Paso por alto vicisitudes descritas con gran rigor en el libro que presentamos, pero a nadie sorprenderá que el proyecto de Concordato que ha preparado Garrigues caiga en el más completo olvido y sea sustituido por otro texto que redacta el Ministerio de Justicia, que no se toma en consideración en la Santa Sede.

Llegamos así al penúltimo capítulo del libro que lleva el título expresivo de «La concordia imposible». Avanza el año 1971. La soledad de Garrigues es cada vez mayor. El cardenal Enrique y Tarancón junto a otros cardenales celebra varias reuniones con los ministros Oriol y López Bravo. El cardenal de Toledo da a entender que la opción que apoya la mayoría de los obispos es una revisión del Concordato por medio de acuerdos parciales, si bien, en su viaje a Roma, informa a monseñor Casaroli que bastantes obispos son partidarios de no firmar tampoco acuerdos parciales y menos aún un concordato, ya que no se puede dar oxígeno a un régimen y un Gobierno que va a durar poco tiempo.
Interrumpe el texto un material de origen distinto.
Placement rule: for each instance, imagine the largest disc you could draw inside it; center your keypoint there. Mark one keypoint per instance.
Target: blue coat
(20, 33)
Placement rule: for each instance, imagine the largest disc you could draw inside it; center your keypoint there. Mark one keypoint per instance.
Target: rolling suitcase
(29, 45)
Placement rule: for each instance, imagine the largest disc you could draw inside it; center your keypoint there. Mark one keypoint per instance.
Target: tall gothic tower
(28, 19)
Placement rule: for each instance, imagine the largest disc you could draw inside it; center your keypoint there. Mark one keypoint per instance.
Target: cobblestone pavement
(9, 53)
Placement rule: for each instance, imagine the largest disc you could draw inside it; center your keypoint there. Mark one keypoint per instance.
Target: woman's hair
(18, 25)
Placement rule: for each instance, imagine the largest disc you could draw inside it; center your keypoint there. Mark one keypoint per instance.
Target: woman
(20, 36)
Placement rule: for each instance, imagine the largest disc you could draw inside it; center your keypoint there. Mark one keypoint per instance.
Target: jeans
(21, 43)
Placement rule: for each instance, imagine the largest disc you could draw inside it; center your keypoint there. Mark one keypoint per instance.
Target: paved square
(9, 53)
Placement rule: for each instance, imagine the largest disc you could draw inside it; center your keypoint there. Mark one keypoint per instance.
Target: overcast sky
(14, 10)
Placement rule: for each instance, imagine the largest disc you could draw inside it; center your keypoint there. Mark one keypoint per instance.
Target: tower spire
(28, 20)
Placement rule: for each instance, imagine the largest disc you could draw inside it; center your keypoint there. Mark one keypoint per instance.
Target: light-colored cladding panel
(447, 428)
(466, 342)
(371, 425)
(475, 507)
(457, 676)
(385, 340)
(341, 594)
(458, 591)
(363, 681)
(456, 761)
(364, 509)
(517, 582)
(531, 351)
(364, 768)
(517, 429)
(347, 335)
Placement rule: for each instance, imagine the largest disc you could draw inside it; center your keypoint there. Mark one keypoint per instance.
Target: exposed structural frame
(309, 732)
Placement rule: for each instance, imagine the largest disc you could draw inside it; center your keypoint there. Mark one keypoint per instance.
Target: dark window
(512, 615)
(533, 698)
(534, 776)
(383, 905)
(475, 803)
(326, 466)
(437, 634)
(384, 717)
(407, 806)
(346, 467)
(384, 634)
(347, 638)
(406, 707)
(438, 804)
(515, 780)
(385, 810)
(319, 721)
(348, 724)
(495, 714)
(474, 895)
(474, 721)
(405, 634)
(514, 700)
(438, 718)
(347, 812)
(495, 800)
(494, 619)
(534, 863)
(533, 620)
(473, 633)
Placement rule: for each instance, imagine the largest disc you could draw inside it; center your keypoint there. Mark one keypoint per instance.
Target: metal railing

En el último otoño romano, 1972, Garrigues escribe a López Bravo que la batalla del derecho de presentación era una batalla perdida desde su misma iniciación y él también se inclina por la fórmula de acuerdos parciales, pero la actitud del ministro es inamovible: la revisión total del Concordato o la renuncia del mismo y el inicio de conversaciones. La posición del Vaticano es la firma de un acuerdo parcial con la renuncia al derecho de presentación y al mismo tiempo la renuncia al privilegio del fuero eclesiástico por la Santa Sede y una posterior actualización del Concordato

Garrigues, mientras tanto, empieza a plantearse la conveniencia de poner término a su misión. Pero antes escribe un artículo en ABC manifestando su modo de ver el futuro político español. Dice así: «Las leyes son fundamentales pero naturalmente no más fundamentales que el hombre mismo, que es el fundamento de todo orden social». Con ello quería indicar que él servía a un régimen político cuyas bases fundamentales podían ser modificables, aunque la Ley de Principios del Movimiento afirmase que dichos principios eran permanentes e inalterables. La realidad es que tanto en el tema de los acuerdos parciales como en la modificación de los Principios del Movimiento, Garrigues aparece como precursor de unos cambios que se producirían a la muerte del general Franco, con el impulso del Rey y del Gobierno de Adolfo Suárez que a mí me permitieron firmar a los veinte días de mi nombramiento de ministro de Exteriores un acuerdo marco con la renuncia recíproca al derecho de presentación y al privilegio del fuero, que abrieron el camino a los acuerdos parciales que pude firmar con el cardenal Villot en enero de 1979, que sustituían al Concordato de 1953. Unos acuerdos que después de treinta años siguen todavía vigentes. Inmediatamente después de la firma, una de mis primeras llamadas desde Roma fue a don Antonio Garrigues para decirle que al final sus deseos se habían cumplido.